Ganz anders sieht das der Direktor der Schule (Clive Merrison): Schon aus Prestigegründen legt er größten Wert auf hervorragende Abschlüsse seiner Schützlinge. Er engagiert den jungen Lehrer Irwin (Stephen Campbell Moore), einen aalglatten Oxford-Absolventen. Mit Agressivität, Härte, Strenge und einem eisernen Willen soll der die Schüler fit für Englands Bildungstempel machen.
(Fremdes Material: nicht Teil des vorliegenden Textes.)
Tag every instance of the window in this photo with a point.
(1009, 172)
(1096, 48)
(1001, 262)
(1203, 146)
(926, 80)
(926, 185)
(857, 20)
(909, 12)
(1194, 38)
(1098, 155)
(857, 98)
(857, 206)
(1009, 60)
Irwin gelingt es allmählich, die Klasse in den Griff zu bekommen und das Vertrauen seiner Schüler zu gewinnen.
Eines Tages gesteht ihm der schüchterne und zurückhaltende Posner (Samuel Barnett), dass er sich in Dakin verliebt hat. Irwin kann das nur zu gut verstehen. Hat er doch selbst längst unerlaubte Gefühle für den Klassenrüpel entwickelt.
Das ruft Hector neuerlich auf den Plan, aber auch Geschichtslehrerin Dorothy Lintott (Frances de la Tour), die zynische und feministisch engagierte Geschichtlehrerin...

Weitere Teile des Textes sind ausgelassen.